If you wonder how the binary grating of concentric circles creates a Bessel beam think of a diameter of the pattern. It is a linear grating and diffracts collimated light by an angle of +/- λ/d where d is the line pair spacing. The gratings I use have a pitch of 20 µm/line pair giving a diffraction angle of +/- 0.03175 radians for light at 635 nm, or an angle of 1.819°, a pitch that has proved useful enough that I have not had reason to try another.
Now if the +1 order light on one side of the pattern on the diameter interferes with the -1 order light on the other side, the interference takes place about the center of the pattern. If the diameter is rotated through an arc of 180° you create a line of maxima along the normal to the center of the grating pattern. The Bessel beam is sets of conical wavefronts producing a maxima at what would be the star on a Christmas tree. In a real sense, a Bessel beam is not a beam at all but a line of finite length of interference maxima perpendicular to the center of pattern of concentric circles.

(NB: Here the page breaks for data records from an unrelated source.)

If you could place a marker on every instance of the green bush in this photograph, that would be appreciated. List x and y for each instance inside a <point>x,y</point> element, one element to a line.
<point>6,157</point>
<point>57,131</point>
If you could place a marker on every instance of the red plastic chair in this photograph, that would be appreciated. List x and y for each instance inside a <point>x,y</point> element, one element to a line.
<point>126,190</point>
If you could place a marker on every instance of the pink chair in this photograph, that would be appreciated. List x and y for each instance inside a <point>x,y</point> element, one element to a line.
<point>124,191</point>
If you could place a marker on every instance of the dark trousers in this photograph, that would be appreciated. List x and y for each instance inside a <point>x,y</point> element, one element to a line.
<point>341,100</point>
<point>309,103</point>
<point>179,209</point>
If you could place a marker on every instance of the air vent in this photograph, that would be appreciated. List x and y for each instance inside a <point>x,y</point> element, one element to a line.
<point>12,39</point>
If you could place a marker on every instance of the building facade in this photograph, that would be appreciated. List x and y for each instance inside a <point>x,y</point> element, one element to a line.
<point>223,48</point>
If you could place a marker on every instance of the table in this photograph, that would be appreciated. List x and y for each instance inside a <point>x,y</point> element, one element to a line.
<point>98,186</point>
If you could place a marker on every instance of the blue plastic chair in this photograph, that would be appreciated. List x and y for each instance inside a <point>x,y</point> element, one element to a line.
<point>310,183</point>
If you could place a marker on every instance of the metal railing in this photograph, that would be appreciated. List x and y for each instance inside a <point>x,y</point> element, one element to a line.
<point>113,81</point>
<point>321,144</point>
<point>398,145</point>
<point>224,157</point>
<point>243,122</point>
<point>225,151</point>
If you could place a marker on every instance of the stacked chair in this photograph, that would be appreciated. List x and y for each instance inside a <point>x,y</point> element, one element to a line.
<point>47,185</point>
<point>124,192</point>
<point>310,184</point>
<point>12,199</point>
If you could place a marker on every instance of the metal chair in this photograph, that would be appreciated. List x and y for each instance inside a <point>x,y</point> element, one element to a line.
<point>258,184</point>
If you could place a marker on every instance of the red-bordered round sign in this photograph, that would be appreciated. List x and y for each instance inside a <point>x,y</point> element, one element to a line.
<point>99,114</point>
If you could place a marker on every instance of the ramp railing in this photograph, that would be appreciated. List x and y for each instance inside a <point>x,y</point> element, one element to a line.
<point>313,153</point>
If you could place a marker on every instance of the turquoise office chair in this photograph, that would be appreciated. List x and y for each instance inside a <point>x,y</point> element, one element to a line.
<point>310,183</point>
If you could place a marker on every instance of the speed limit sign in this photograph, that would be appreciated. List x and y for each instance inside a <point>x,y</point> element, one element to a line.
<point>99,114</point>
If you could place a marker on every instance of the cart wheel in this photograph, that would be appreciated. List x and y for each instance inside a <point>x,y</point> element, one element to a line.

If the grating is illuminated by a spherical wavefront produced by a point source of light, the Bessel beam starts immediately following the grating and can in theory go to infinity because for a certain zone in the grating the 1st order diffracted ray is perpendicular to the grating. I prefer this kind of illumination because it is simple to implement, and the beam is continuous starting at the grating. The central core of the Bessel beam does expand slowly as propagates away from the grating, but if you are using a centroiding algorithm to center on the beam this divergence does not affect the sensitivity to the centroid.

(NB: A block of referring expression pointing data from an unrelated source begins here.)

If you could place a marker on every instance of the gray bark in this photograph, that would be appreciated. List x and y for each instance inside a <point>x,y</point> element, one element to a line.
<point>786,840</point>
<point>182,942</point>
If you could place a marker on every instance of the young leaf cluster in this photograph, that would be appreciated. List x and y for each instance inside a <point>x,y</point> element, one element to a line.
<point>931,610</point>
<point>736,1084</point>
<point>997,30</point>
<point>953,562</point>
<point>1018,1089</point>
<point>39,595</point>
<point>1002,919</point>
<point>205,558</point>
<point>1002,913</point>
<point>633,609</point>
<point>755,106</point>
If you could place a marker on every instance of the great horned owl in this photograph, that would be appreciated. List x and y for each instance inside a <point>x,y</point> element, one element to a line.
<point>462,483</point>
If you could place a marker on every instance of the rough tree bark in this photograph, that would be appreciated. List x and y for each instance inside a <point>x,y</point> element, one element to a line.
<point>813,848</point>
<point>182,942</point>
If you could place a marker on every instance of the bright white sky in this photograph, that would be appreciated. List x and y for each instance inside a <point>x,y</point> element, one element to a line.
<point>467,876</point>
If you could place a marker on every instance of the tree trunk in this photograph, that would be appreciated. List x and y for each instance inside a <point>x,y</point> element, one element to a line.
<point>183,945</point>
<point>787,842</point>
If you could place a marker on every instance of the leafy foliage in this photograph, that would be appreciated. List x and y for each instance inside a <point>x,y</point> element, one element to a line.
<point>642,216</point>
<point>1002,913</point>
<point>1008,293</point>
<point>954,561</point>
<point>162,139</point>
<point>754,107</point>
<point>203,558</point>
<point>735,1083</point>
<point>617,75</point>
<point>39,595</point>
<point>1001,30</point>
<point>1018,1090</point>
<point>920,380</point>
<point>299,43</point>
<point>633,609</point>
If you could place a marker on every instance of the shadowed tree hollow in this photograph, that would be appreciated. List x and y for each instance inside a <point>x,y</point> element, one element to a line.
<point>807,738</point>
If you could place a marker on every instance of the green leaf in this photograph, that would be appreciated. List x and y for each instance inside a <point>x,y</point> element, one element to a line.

To finish up, here is a microphotograph of the central part of an Axicon grating with 50 lp/mm made by ebeam lithography by Arizona Optical Metrology and the resulting intensity pattern perpendicular to the Bessel beam propagation axis. For scale the FWHM of the core is about 10 µm in diameter.

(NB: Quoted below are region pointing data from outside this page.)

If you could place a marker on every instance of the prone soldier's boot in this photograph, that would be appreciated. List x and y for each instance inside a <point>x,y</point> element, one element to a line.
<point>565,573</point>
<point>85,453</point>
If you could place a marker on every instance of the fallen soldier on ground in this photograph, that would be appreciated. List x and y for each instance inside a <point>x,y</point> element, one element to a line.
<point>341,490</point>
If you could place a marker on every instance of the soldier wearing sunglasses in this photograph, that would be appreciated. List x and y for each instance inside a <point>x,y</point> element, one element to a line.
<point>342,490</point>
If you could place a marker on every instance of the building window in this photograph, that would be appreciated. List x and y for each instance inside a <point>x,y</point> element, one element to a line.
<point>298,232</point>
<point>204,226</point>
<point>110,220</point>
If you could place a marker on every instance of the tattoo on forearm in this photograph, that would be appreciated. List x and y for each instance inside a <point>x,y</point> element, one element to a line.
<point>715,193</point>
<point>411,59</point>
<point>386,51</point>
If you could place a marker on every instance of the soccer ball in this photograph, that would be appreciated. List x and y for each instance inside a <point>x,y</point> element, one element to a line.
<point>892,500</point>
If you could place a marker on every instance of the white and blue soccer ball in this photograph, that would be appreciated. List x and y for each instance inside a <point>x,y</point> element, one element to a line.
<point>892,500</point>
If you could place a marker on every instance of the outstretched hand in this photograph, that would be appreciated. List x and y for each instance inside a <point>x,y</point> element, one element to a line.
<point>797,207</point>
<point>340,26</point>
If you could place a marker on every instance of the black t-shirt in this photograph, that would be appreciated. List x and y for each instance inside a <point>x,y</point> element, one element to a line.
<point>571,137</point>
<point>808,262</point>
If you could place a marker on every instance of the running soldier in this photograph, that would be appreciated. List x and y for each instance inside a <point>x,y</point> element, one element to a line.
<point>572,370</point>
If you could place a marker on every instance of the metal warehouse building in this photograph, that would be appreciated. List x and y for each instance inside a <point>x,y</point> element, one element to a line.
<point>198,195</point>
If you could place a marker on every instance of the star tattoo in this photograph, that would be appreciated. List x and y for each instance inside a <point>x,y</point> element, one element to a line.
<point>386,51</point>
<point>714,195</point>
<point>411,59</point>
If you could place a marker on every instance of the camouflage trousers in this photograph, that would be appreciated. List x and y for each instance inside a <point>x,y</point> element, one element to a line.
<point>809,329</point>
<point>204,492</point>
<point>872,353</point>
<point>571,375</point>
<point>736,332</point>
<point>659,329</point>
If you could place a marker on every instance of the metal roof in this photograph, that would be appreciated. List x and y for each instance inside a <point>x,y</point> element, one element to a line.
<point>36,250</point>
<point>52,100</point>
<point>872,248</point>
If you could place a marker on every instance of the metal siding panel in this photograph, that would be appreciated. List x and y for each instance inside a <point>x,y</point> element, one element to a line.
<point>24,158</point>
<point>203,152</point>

 van Heel, A.C.S., “High Precision Measurements with Simple Equipment”, JOSA, 40, 809 (1950).
 McLeod, J. H., “The Axicon: A New Type of Optical Element”, JOSA, 44, 592-7 (1954).
 Durnin, J., “Exact solutions for nondiffracting beams. I. The scalar theory”, JOSA-A, 4, 651-4 (1987).
 Turunen, J., Vasara, A. and Friberg, A., “Holographic generation of diffraction-free beams”, Appl. Opts., 27, 3959 (1988).
 Dong, M and Pu, J., “On-axis irradiance distribution of axicons illuminated by a spherical wave”, Optics & Laser Tech., 39, 1258 (2007).